First let's clear up some terminology. An orthochronous Lorentz transformation means, by definition, one that doesn't reverse the sign of the time component $x^0$ of a timelike vector $X$, i.e. one for which ${x^0}^2-{x^1}^2-{x^2}^2-{x^3}^2 > 0$. It can reverse the $x^0$ component if this inequality is not fulfilled. So this nonreversal is something that is a by-definition property of orthochronous transformations, so, in these terms, the question has no physical content. But a question that does have physical consequence, and whose answer is crucial to Innisfree's arguent, is that:

The identity-connected component of the Lorentz group $SO(1,\,3)$ comprises only orthochronous transformations

Physically, what this means is that no finite number of finite rapidity boosts and rotations can reverse the sign of $x_0$. This is what allows us to salvage a sound notion of causality from special relativity even though simulteneity is observer-dependent, as long as we postulate that supraluminal signalling is impossible.

The proof of the statement is the following simple argument.

Let's suppose that $(t,\,x,\,y,\,x)$ is an event in an observer's future such that $t^2 - x^2 - y^2 - z^2=Q^2 > 0$.

Then, under the action of any Lorentz transformation, this event's co-ordinates become $(t^\prime,\,x^\prime,\,y^\prime,\,x^\prime)$ where:

$${t^\prime}^2 = Q^2 + {x^\prime}^2 + {y^\prime}^2 + {z^\prime}^2\tag{1}$$

where $Q$ (the Minkowski length of the vector) is constant and therefore:

$$t = \pm\sqrt{Q^2 + {x^\prime}^2 + {y^\prime}^2 + {z^\prime}^2}\tag{2}$$

which means that, as $t,\,x,\,y,\,z$ are varied through a Lorentz transformation, either $t \geq +Q$ or $t\leq-Q$, and $t$ is excluded from the interval nonzero length interval $(-|Q|,\,|Q|)$.

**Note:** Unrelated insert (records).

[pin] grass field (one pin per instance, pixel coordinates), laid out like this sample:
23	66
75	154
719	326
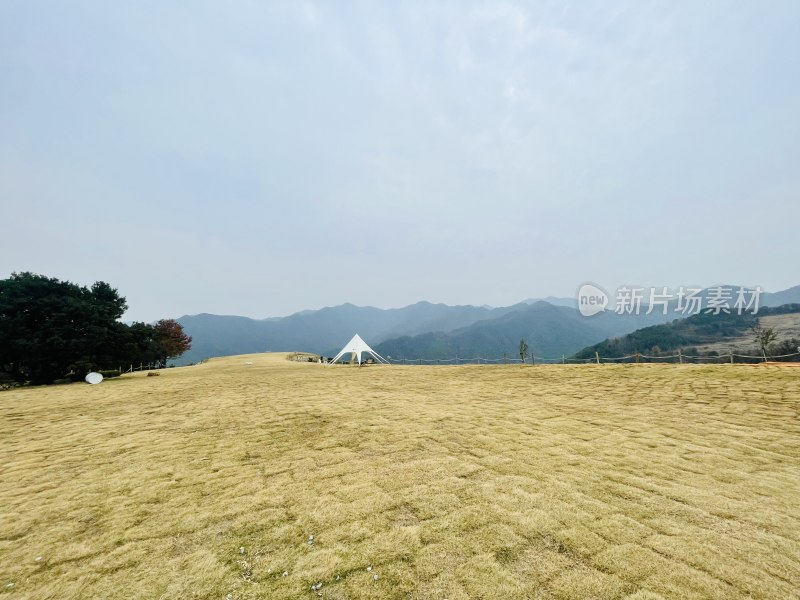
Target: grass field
637	481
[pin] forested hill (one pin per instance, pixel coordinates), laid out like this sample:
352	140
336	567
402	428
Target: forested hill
697	330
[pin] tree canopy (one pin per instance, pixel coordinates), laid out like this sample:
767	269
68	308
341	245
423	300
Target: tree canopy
50	328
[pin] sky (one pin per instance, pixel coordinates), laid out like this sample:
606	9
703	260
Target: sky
261	158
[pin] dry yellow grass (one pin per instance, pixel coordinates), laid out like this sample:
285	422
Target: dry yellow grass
639	481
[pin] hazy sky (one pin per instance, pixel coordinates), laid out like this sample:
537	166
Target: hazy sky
261	158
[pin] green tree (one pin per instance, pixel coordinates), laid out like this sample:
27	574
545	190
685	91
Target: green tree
49	327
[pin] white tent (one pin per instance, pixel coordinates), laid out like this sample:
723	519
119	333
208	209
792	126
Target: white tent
357	346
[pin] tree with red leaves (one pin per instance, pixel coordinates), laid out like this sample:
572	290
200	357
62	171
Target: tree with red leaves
172	340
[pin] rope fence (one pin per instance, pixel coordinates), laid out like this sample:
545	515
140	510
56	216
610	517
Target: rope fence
679	358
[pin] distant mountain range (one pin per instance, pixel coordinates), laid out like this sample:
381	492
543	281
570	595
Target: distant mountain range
551	327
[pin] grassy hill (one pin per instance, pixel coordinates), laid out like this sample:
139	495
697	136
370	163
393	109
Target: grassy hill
629	481
324	331
321	331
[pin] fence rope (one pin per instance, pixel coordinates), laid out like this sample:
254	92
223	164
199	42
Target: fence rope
562	360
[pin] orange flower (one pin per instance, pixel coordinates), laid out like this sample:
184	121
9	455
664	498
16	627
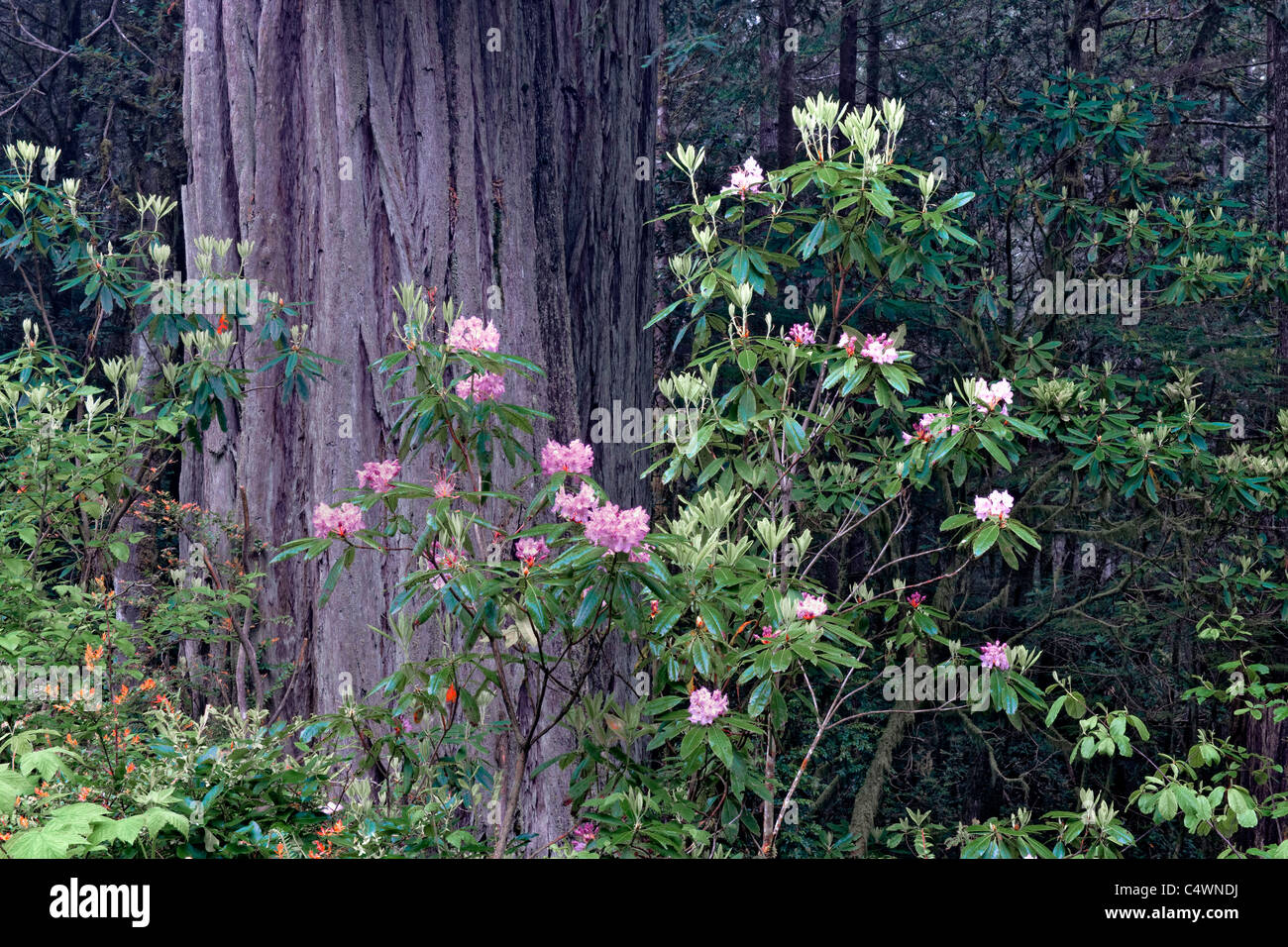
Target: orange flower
91	655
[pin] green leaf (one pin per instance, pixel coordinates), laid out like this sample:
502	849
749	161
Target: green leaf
720	745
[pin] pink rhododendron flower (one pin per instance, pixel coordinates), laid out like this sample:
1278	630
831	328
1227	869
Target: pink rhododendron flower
445	560
485	386
879	350
993	655
704	706
376	476
810	607
529	549
990	395
996	504
472	335
802	334
576	458
747	178
616	528
576	506
340	519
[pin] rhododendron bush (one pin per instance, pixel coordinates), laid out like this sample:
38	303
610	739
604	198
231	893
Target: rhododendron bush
824	517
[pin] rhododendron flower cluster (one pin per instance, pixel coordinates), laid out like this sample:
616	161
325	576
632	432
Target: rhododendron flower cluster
614	528
990	395
802	334
993	655
810	607
472	335
443	560
531	549
340	519
704	706
575	458
485	386
747	178
928	428
576	506
377	476
880	351
996	504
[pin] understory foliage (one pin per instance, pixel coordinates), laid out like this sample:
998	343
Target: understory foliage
841	500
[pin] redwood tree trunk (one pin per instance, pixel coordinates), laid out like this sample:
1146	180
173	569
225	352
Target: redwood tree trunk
365	145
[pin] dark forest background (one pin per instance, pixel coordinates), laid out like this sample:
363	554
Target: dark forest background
987	89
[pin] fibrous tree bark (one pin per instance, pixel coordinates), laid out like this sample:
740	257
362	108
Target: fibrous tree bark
490	150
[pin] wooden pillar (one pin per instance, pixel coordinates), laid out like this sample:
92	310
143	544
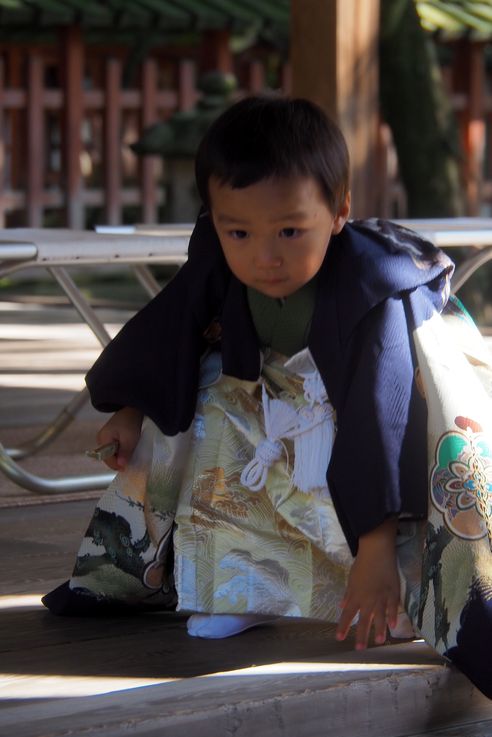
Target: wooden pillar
469	80
334	58
112	142
4	175
35	141
73	73
147	163
216	53
16	119
186	84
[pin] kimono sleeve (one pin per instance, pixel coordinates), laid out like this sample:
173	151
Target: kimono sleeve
153	363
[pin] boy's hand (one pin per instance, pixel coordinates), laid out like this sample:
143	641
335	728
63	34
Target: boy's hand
373	589
124	427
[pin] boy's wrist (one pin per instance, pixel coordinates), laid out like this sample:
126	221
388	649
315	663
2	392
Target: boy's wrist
380	537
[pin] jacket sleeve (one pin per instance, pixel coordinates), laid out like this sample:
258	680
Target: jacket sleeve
379	462
153	362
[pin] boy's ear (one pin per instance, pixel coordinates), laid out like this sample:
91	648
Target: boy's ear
342	216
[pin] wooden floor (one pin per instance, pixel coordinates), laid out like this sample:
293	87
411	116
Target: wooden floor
143	675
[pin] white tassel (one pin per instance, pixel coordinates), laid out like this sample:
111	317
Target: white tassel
312	447
280	421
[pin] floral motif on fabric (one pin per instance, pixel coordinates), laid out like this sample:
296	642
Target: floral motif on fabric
461	481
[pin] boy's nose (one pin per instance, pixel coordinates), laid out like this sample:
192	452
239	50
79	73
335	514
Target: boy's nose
268	257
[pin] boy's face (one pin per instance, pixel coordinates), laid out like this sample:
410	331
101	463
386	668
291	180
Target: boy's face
275	233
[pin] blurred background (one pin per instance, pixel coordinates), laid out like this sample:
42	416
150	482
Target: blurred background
102	103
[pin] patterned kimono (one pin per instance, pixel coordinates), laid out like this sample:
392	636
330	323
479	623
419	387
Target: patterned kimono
255	503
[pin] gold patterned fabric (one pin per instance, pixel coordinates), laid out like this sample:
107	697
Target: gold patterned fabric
278	550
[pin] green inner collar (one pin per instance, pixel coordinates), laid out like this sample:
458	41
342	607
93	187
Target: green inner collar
283	324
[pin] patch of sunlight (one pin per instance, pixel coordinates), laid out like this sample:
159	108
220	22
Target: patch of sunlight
300	668
68	382
30	686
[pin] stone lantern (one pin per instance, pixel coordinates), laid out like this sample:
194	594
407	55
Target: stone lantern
177	139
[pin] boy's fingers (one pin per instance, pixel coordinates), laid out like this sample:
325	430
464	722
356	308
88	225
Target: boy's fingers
348	614
379	628
363	629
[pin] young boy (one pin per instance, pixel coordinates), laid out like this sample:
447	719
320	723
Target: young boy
278	367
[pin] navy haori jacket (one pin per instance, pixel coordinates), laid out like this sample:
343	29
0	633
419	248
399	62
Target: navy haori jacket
377	283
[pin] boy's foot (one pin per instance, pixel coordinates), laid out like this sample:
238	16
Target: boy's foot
217	626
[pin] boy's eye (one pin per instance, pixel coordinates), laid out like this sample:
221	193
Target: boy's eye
289	232
238	235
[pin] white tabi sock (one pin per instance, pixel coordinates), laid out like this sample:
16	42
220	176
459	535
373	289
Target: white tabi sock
217	626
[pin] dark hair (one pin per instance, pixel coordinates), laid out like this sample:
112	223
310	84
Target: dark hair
270	136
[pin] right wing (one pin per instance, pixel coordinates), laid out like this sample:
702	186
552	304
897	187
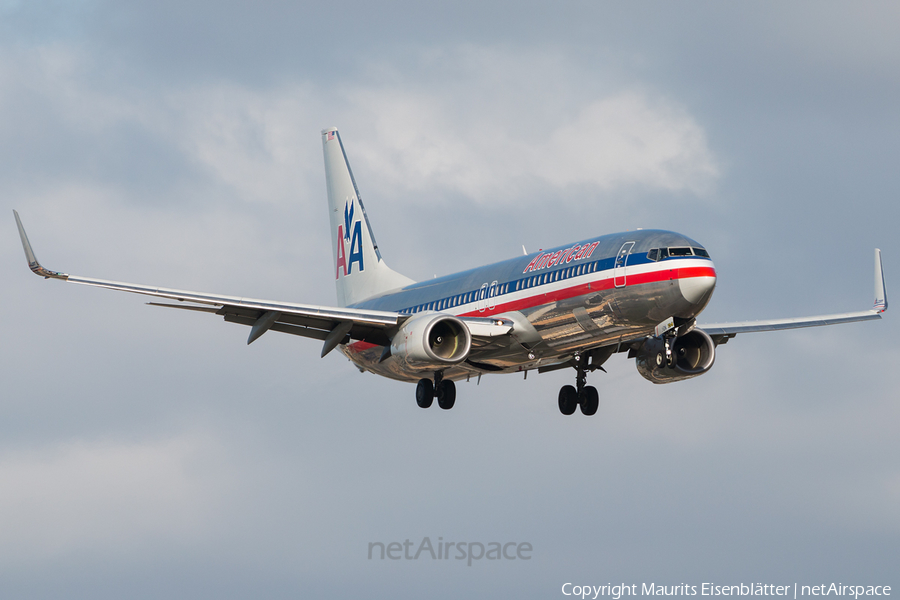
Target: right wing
332	325
722	332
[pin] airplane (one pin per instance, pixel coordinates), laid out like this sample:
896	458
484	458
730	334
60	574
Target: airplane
569	307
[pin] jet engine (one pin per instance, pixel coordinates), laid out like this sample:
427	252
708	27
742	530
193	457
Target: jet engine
692	354
432	342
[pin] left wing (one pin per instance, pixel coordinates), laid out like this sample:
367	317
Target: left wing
722	332
332	325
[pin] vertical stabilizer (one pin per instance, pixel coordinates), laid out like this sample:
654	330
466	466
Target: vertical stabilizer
360	272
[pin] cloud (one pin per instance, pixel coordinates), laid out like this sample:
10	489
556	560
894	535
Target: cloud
114	496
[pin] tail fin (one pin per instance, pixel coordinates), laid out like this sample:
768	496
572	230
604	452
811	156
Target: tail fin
360	271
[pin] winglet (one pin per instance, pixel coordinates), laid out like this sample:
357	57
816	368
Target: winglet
880	294
33	264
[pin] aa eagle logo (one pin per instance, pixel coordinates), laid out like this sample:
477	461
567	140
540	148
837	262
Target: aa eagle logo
350	232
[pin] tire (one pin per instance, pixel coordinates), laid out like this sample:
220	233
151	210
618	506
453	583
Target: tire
424	393
590	402
568	400
447	394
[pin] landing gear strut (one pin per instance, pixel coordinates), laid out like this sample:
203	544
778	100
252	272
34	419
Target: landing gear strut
443	390
583	395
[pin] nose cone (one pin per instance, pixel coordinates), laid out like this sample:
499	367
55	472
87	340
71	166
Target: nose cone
698	290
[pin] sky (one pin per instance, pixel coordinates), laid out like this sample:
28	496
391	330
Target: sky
146	454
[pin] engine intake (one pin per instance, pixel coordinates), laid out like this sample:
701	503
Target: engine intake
432	342
694	354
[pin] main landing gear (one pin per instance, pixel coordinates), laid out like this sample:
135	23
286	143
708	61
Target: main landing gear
443	390
585	396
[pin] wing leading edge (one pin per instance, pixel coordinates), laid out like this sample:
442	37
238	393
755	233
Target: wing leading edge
722	332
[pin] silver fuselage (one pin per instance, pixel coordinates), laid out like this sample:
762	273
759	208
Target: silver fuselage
575	304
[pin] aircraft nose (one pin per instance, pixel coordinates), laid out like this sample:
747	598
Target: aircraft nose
698	290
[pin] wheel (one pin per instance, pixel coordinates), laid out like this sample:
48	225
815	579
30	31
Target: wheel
568	399
447	394
672	361
424	393
590	400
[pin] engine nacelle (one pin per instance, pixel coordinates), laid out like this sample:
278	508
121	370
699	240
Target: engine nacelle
693	353
432	342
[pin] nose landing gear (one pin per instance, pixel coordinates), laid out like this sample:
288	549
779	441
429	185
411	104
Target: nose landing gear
585	396
443	390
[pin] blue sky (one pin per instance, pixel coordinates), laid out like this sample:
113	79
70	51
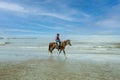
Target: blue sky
78	17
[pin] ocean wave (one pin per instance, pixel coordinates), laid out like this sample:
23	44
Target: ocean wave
3	43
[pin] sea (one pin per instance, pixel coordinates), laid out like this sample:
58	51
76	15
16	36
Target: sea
13	48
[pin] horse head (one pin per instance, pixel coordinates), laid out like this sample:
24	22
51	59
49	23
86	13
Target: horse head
69	42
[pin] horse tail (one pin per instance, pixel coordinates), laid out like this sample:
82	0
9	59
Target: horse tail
49	48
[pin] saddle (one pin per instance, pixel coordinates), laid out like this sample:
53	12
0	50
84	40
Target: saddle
57	45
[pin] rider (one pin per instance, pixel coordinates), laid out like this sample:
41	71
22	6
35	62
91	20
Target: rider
58	41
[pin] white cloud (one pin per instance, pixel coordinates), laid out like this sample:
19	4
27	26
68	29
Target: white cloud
109	23
111	19
64	13
11	7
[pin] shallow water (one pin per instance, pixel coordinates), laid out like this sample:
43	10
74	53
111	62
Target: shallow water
32	47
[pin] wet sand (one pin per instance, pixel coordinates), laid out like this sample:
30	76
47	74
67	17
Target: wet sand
60	68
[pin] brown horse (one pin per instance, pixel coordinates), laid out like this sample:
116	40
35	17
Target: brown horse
63	44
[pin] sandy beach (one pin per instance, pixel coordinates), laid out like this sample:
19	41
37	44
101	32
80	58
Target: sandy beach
95	67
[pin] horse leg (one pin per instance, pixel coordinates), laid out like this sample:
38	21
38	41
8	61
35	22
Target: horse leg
64	52
52	49
60	51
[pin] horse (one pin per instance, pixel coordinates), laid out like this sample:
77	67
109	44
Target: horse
53	45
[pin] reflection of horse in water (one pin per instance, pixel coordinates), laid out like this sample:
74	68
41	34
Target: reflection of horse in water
63	44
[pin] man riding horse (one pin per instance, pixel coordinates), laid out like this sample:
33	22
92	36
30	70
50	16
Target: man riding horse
58	41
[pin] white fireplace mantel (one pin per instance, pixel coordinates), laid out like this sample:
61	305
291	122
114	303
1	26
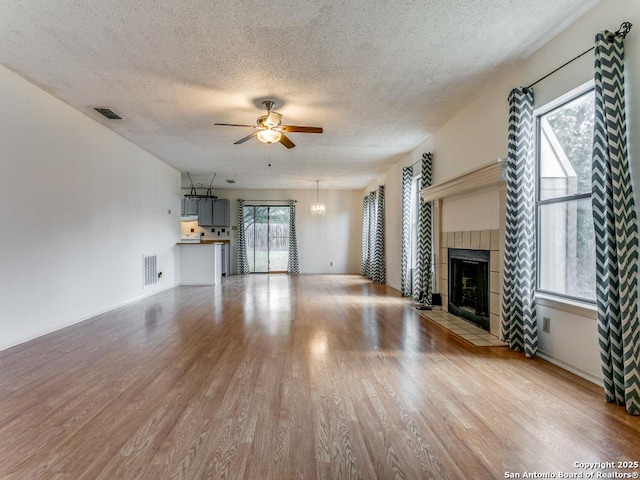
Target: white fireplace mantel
489	175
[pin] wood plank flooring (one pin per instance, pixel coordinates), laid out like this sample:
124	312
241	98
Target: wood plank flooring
278	377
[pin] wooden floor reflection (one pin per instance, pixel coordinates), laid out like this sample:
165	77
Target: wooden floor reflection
278	377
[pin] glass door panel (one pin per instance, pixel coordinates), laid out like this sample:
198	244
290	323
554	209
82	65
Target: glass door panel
267	237
278	239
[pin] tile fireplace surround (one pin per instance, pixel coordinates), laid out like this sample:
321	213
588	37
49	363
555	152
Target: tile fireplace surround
488	177
475	240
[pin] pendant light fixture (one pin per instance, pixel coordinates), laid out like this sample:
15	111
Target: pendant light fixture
317	208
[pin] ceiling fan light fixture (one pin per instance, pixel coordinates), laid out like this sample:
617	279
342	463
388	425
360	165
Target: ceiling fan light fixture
269	136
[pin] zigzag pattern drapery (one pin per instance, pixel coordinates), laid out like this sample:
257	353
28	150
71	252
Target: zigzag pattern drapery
519	323
293	266
405	284
364	264
379	268
614	217
373	244
422	288
242	262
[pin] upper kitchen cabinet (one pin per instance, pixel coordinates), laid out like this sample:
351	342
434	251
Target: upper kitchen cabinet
189	206
213	212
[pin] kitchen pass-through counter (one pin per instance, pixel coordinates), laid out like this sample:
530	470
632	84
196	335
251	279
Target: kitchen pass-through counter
200	262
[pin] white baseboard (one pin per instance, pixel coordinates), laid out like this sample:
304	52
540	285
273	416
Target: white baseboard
41	333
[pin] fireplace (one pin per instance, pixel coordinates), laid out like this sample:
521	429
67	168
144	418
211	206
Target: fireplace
469	285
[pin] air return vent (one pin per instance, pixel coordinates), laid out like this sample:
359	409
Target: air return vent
107	112
150	269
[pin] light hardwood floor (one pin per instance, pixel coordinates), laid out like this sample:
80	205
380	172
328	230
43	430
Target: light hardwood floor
278	377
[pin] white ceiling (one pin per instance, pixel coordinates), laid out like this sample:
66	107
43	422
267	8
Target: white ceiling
377	75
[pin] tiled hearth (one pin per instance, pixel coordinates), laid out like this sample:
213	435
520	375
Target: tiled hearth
474	240
462	328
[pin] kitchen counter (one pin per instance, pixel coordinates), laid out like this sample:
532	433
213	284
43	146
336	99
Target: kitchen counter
200	266
204	242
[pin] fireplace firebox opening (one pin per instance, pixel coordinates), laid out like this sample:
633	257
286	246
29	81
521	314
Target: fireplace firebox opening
469	285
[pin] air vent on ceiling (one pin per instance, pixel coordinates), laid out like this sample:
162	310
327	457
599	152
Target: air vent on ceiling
107	112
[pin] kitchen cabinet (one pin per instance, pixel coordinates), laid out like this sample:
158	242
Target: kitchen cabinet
189	206
213	212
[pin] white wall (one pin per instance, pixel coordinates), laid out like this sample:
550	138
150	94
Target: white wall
79	207
322	240
476	135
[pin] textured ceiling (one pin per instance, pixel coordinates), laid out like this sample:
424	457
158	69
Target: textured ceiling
377	75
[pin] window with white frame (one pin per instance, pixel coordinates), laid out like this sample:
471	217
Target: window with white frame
566	238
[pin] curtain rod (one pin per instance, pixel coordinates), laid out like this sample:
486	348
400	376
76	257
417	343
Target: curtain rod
294	201
621	32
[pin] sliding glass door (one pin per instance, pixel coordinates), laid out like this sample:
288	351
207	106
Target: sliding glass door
267	237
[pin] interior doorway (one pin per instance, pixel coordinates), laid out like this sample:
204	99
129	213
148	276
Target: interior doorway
267	237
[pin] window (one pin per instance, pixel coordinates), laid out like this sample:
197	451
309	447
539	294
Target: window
566	238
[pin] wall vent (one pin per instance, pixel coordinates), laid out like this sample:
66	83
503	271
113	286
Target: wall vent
107	112
150	269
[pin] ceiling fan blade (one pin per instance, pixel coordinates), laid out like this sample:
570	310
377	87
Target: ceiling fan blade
298	128
286	141
248	137
234	125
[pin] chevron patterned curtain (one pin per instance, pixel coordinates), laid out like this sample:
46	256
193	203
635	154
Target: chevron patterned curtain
364	267
379	268
373	254
293	266
242	262
614	216
372	232
519	323
405	284
422	288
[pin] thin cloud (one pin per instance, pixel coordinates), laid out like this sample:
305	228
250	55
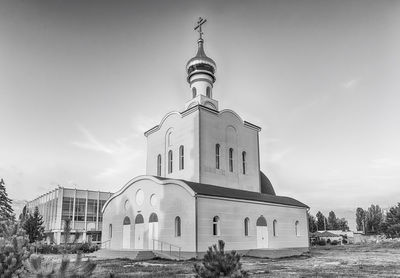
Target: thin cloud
351	83
92	143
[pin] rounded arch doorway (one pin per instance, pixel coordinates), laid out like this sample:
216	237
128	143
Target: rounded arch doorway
262	232
153	230
139	231
126	233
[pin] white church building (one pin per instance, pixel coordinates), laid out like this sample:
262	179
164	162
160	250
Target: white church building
203	183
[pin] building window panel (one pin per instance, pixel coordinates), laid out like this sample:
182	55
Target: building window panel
101	205
230	160
92	210
217	152
244	163
246	226
181	158
67	208
80	206
177	226
216	226
170	162
159	165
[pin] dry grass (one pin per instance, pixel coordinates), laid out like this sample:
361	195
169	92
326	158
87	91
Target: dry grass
373	260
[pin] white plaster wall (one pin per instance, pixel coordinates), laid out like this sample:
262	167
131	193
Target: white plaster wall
173	200
232	215
213	130
184	132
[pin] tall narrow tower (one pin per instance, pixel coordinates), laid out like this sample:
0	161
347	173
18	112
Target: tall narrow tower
201	74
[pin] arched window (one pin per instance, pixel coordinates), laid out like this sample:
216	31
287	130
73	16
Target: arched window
246	226
274	227
159	165
230	160
169	138
170	161
216	228
127	221
139	219
217	156
153	218
244	163
177	226
181	158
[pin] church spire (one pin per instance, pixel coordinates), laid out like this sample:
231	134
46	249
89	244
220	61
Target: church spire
201	70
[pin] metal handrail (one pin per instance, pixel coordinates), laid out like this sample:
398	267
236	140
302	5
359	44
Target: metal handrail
161	243
101	244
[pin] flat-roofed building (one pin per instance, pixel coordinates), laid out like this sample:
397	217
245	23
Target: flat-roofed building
83	207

But if the event co-ordinates $X^\prime$ are acted on by a Lorentz transformation from the Lorentz group's-identity connected component, this means there is a continuous path of the form:

$$X_s:\mathbb{R}\to\mathbb{R}^{1+3};\;X_s(s) = \prod_{k=0}^N\exp(s\,K_k)\,X;\;X_k\in\mathfrak{so}(1,\,3)\quad X_s(1) = X^\prime\tag{3}$$

linking $X$ to $X^\prime$, so the time co-ordinate must vary continuously along this path. Therefore, it cannot jump the excluded interval $(-|Q|,\,|Q|)$ and so therefore, the negative root of (2) is ruled out and we conclude that the time component must stay positive. Thus all members of the Lorentz group's identity connected component are orthochronous and no finite number of finite rapidity boosts and rotations (i.e. the $\exp(K_k)$ in (3) at $s=1$) can reverse the time order of timelike-separated spacetime events.


The idea for this little argument comes from the the technique in Schreier's original 1926 proof of Schreier's theorem that any discrete normal subgroup of a Lie group is needfully contained within the Lie group's center. See Schreier, O. "Abstrakte kontinuierliche Gruppen", Abhandlungen aus dem Mathematischen Seminar der Universitat Hamburg, 4: pp15-32, 1926


Thanks WetSavannaAnimal aka Rod Vance for the rigorous proof. Here I would like to add a short answer in a different perspective.

An orthochronous proper Lorentz transformation can always be split into a boost and a rotation. The rotation part doesn’t change the $k^0$ component. A boost on $k^{0}$ has the form $$ k^{0\prime}=\gamma\left(k^{0}-\vec{v}\cdot\vec{k}\right). $$ Since for time-like or light-like vectors, $\left|k^{0}\right|\ge\left|\vec{k}\right|$, $\left|v\right|<1$, and $\gamma>0$, boosts preserve the sign of $k^{0}$. Thus, $\theta\left(k^{0}\right)$ is Lorentz invariant for time-like and light-like vectors.